Il ragazzo e i suoi amici erano arrivati da lei quando ormai credeva che nessun essere umano sarebbe mai passato lungo la sua strada e lei aveva fatto l’unica cosa che sapeva fare: li aveva attaccati alle spalle, felice.
Il potere del ghiaccio era con lei, infatti li aveva colpiti con successo. Le sarebbe bastato divorare uno di loro, ma i ragazzi sembravano resistere senza problemi ai suoi attacchi furiosi, quasi isterici.
Quando aveva pensato di aver vinto, gli umani le avevano sferrato un colpo magico che l’aveva tramortita. Prima di allora non le era mai capitato e già si vedeva morta, di nuovo. Una seconda morte quando ancora non riusciva a ricordare la prima.
Poi lui le aveva parlato.
Il ragazzo con i capelli scuri e scompigliati le aveva rivolto la parola invece di darle il colpo di grazia. “Vuoi vivere o preferisci morire?”

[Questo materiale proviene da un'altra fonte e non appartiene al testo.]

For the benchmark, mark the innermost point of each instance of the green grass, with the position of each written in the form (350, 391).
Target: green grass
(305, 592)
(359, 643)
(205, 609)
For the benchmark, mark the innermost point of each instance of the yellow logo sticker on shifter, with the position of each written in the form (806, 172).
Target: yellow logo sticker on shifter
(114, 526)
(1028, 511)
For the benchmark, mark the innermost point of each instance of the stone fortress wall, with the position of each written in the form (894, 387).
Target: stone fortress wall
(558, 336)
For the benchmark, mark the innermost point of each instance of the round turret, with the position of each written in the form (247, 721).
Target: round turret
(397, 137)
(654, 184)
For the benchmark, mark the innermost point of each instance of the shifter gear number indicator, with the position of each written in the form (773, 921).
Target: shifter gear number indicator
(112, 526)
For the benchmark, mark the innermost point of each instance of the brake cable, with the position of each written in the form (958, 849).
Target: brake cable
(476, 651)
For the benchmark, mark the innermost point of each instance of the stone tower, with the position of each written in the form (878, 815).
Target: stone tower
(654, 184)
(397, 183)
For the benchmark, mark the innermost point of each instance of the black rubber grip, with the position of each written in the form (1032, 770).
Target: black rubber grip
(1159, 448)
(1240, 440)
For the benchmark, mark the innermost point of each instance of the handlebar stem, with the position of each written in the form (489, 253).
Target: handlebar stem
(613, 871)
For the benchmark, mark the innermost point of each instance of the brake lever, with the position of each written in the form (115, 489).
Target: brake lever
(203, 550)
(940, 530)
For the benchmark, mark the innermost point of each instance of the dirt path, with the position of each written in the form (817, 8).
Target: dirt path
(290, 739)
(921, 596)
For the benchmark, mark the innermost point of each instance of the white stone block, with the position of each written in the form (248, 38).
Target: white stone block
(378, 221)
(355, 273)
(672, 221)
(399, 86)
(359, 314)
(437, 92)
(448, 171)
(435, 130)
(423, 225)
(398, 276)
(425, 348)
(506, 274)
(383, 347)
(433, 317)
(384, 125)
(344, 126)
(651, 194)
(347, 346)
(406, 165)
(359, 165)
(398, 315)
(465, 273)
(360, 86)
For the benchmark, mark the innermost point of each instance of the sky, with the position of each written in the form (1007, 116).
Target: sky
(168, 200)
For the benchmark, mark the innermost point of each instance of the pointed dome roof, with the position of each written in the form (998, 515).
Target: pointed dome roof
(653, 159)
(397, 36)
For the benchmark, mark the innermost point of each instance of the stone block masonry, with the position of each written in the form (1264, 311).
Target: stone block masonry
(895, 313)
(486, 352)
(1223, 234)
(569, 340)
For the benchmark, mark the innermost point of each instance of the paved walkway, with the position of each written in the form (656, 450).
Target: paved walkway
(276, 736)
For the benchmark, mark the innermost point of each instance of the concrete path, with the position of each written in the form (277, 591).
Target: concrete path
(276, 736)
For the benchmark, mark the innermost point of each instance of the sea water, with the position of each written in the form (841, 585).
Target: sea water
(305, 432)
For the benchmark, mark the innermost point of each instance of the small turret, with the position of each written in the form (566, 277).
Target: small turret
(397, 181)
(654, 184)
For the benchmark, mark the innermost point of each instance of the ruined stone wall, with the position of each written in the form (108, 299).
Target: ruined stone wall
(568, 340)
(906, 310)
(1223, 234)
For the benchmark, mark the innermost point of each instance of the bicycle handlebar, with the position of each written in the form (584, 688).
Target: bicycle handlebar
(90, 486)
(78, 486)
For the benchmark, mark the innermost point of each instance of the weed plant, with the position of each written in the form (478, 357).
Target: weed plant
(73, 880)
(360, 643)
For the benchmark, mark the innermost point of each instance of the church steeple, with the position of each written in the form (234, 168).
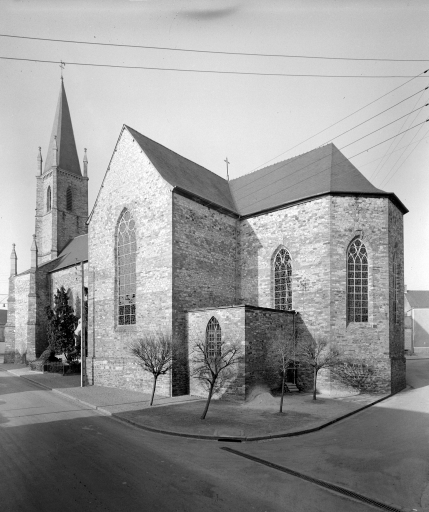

Da quanto tempo Yaksini non usava la sua voce per comunicare? Da quanto era un'Ombra? “Voglio vivere,” si era sorpresa della musicalità delle parole che uscivano dalla sua bocca. L’attrazione per l’anima del ragazzo di colpo era mutata. “C’è qualcos’altro che vuoi da me, è vero, umano?”
Il ragazzo aveva sorriso. “Vuoi combattere con me?”
E solo in quel momento si era vista: nella luce dell’anima del ragazzo, Yaksini aveva ricordato chiaramente che un tempo non era un’ombra. Che un tempo era stata una divinità.
“Io sono te, tu sei me,” aveva pronunciato con solennità Yaksini. Era riuscita a liberarsi dalla maledizione che l’aveva tramutata in un demone. Un anatema che lei stessa aveva pronunciato per cancellare il suo passato e gli errori che aveva commesso, ma ora che si era legata all’anima del ragazzo, diventandone la Persona, le sue memorie erano tornate, prepotenti e crudeli. Avrebbe preferito non ricordare, ma quella era l’unica opportunità che aveva di tornare se stessa.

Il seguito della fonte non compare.